1

I'm using PATINDEX to validate if a column has invalid special chars. But I'm facing some problems with some chars.

SELECT PATINDEX(N'%[^a-zA-Z0-9 !"&''()*+,-./:;?=%~@[]_{}\|<>]%' collate SQL_Latin1_General_CP850_BIN, 'abc╢123' collate SQL_Latin1_General_CP850_BIN)

The valid chars are ! " & ' ( ) * + , - . / : ; ? = % ~ @ [ ] _ { } \ | < >.

The is not one of the valid chars but PATINDEX still returns 0.
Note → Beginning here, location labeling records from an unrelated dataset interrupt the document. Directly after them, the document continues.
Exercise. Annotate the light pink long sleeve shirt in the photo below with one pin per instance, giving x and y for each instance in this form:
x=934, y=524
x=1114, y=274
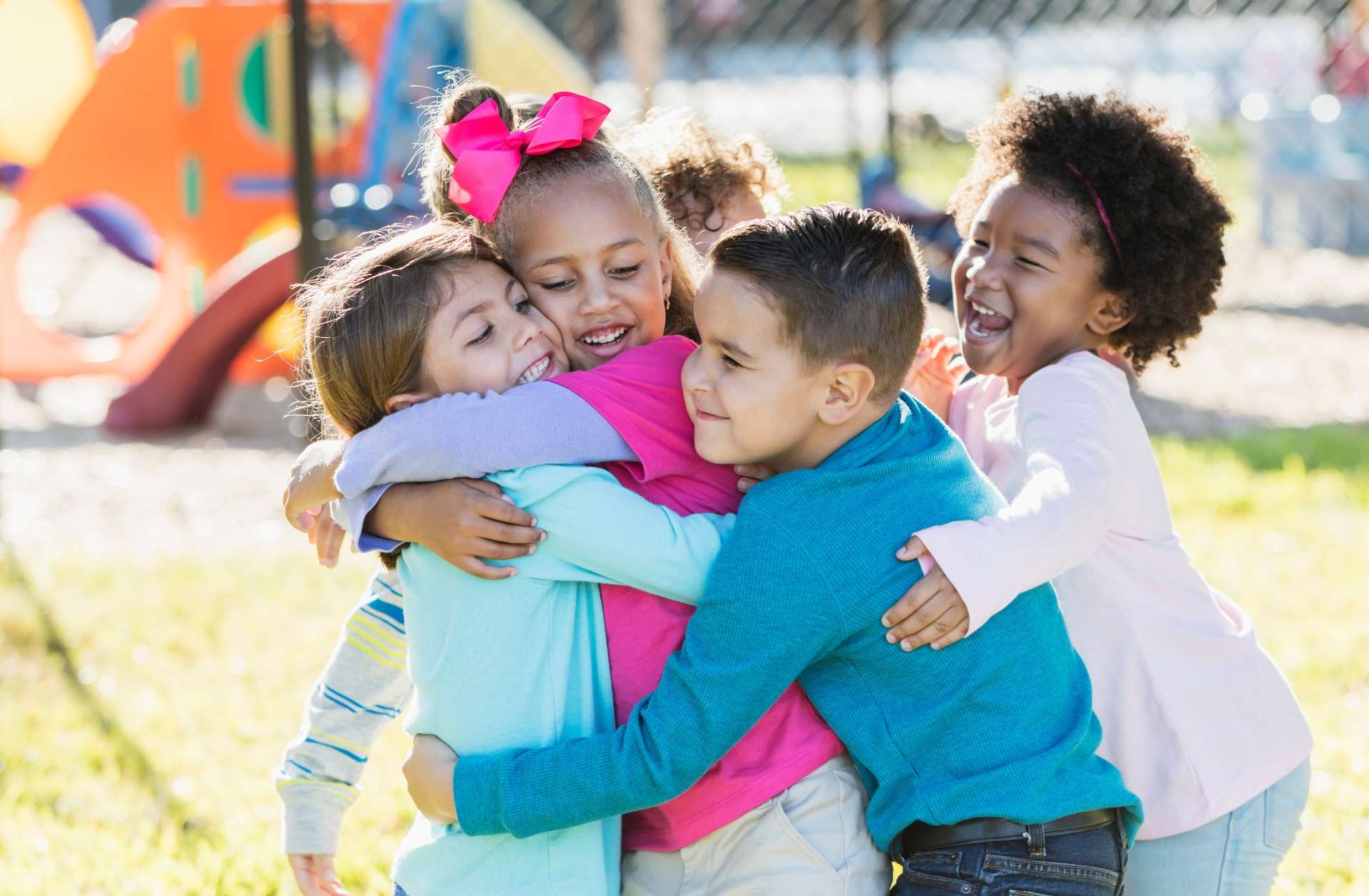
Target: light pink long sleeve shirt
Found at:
x=1196, y=714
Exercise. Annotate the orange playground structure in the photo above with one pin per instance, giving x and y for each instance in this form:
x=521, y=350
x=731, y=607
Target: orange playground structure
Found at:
x=154, y=238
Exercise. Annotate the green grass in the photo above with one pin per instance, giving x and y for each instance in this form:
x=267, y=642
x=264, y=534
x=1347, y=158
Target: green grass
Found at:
x=931, y=169
x=88, y=809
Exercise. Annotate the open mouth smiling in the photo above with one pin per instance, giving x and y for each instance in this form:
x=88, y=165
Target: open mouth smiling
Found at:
x=607, y=339
x=535, y=371
x=985, y=324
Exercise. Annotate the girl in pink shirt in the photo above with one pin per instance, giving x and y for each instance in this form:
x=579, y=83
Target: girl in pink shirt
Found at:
x=1092, y=233
x=583, y=230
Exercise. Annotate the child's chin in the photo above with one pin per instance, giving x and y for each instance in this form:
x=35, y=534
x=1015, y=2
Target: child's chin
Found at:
x=719, y=450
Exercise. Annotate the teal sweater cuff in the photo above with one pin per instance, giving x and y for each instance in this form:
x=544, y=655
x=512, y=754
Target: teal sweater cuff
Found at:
x=476, y=788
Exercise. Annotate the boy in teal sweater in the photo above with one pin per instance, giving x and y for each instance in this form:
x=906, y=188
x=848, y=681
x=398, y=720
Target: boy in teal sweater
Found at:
x=979, y=758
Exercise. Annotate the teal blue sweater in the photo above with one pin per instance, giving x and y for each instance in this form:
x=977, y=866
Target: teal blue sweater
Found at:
x=1000, y=724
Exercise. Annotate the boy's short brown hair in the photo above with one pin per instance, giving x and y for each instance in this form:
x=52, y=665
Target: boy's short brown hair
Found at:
x=686, y=159
x=848, y=284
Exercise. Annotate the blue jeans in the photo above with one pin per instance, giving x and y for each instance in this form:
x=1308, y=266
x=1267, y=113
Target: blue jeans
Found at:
x=1085, y=863
x=1234, y=855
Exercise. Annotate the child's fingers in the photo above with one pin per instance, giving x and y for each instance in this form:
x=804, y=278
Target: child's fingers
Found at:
x=955, y=635
x=329, y=877
x=478, y=568
x=306, y=875
x=912, y=549
x=486, y=486
x=924, y=624
x=329, y=542
x=504, y=510
x=908, y=607
x=304, y=522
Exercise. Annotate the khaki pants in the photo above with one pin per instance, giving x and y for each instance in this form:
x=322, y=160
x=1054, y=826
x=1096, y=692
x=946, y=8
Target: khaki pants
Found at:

Is there another way to validate that?

Salman A
  • 262,204
  • 82
  • 430
  • 521
jpmo22
  • 77
  • 8

2 Answers2

2

The problem seems to be caused by ] in the pattern. You can use LIKE operator along with ESCAPE. Minimal example:

-- valid characters are digits, "[" and "]"
SELECT val
     , expected
     , CASE WHEN val LIKE '%[^0-9[]]%'             THEN 'Bad' ELSE 'Good' END AS wrong_pattern
     , CASE WHEN val LIKE '%[^0-9[\]]%' ESCAPE '\' THEN 'Bad' ELSE 'Good' END AS right_pattern
FROM (VALUES
    ('12345', 'Good'),
    ('[123]', 'Good'),
    ('ABCDE', 'Bad'),
    ('123\5', 'Bad')
) AS t(val, expected)

So your pattern could be written as:

SELECT CASE WHEN 'abc╢123!"&''()*+,-./:;?=%~@[]_{}\|<>' NOT LIKE '%[^a-z0-9 [\]\\!"&''()*+,\-./:;?=%~@_{}|<>]%' ESCAPE '\' THEN 'Good' ELSE 'Bad' END

I escaped ], - and \. The characters % and _ do not behave as wildcards inside square brackets thus not escaped.

Salman A
  • 262,204
  • 82
  • 430
  • 521
  • Thanks for your response. But how can I escape `_` along with other chars? I need to create a case when with all valid chars? – jpmo22 Nov 19 '19 at 15:03
  • 1
    I am unable to test the pattern in your post but the problem is definitely with `]`. I think you only need to change ``\`` to ``\\`` and `]` to `\]`. – Salman A Nov 19 '19 at 15:05
1

Escaping is one method.
But if you just want to ignore the readable ASCII characters, then the range could be simplified.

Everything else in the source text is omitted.